Robert Minhinnick: Llia

Llia

(i.m. Chris Torrance)

Not
far from here
in the last dark place in Wales
they killed
the last wolf.

Ice
was everywhere.
A glacier’s gimlet
and its moraines
still visible.

Yet
in this corner of the sky
stars are feral
and air teems with myths,
their tapestries lit against military megaliths.

Above
us behind us and sometimes below
lie the crooked anvil
the road of spilt milk
the waterfall’s blizzard.

Least
of our rivers is Llia
yet beyond us
constellations converge and creatures
contort across the sky atlas.

But
as night creeps
out of Maen Llia’s shadow
daylight despite its sacrifice
will be restored.

 

 

ORDNANCE SURVEY

GRID REFGERENCE SN92651660 –  

AFON LLIA.

I recall driving Chris Torrance to Llandrindod Wells for one of the first meetings of the old ‘Welsh Union of Writers’. There were other people in the vehicle but I found Torrance largely incommunicative. And as so many writers do, he proved an unlikely union member.

Maybe to create conversation I might have told him a few years earlier I had sought out his ‘Acrospirical Meanderings in a Tongue of the Time’. But frankly we didn’t speak much. Now I think he might have been shy.

Decades later I learned of the appearance of Torrance’s ‘complete’ ‘The Magic Door’, and purchased a copy.

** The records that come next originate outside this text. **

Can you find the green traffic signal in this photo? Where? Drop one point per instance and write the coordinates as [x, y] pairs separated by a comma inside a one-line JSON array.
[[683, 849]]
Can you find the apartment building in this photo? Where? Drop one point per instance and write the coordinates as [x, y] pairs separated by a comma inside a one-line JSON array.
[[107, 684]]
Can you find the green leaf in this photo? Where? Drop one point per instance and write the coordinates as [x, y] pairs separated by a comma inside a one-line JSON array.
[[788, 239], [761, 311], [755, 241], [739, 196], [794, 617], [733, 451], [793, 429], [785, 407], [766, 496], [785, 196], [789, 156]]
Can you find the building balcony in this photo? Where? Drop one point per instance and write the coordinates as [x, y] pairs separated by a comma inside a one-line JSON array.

Dipping into this I discovered references to the Afon Llia, a small river ‘wholly contained with the Brecon Beacons National Park’.

This ‘least river’ runs close to Ystradfellte, the turning to which on the A4059 I always note when visiting my daughter and her family in Cwm Bach, near Glasbury on Wye.

With my grandchildren I’ve recently revisited the Ystradfellte waterfalls, referenced in the poem ‘Llia’, along with ‘the last wolf’, starlight and darkness – references to a recent Seren Books publication on astronomy.

I may also have told Chris Torrance that my twin sister, Carol, visited him (with Nigel Jenkins) at Glynmercher Isaf. Maybe the last time I communicated with Chris was to apologise for a Friends of the Earth Cymru forced cancellation of a reading of his.

I wish this tribute to Chris Torrance well.

RM 1.11.22

 

 

Robert Minhinnick lives in Porthcawl. His volume of short prose, Delirium (Seren) is launched there on November 17.

He has won the ‘Wales Book of the Year’ on three occasions. His latest volume of poetry, Diary of the Last Man (Carcanet) was shortlisted for the TS Eliot award. He organizes the ‘Green Room’ series of performances for Sustainable Wales / Cymru Gynaliadwy, for which he is an advisor.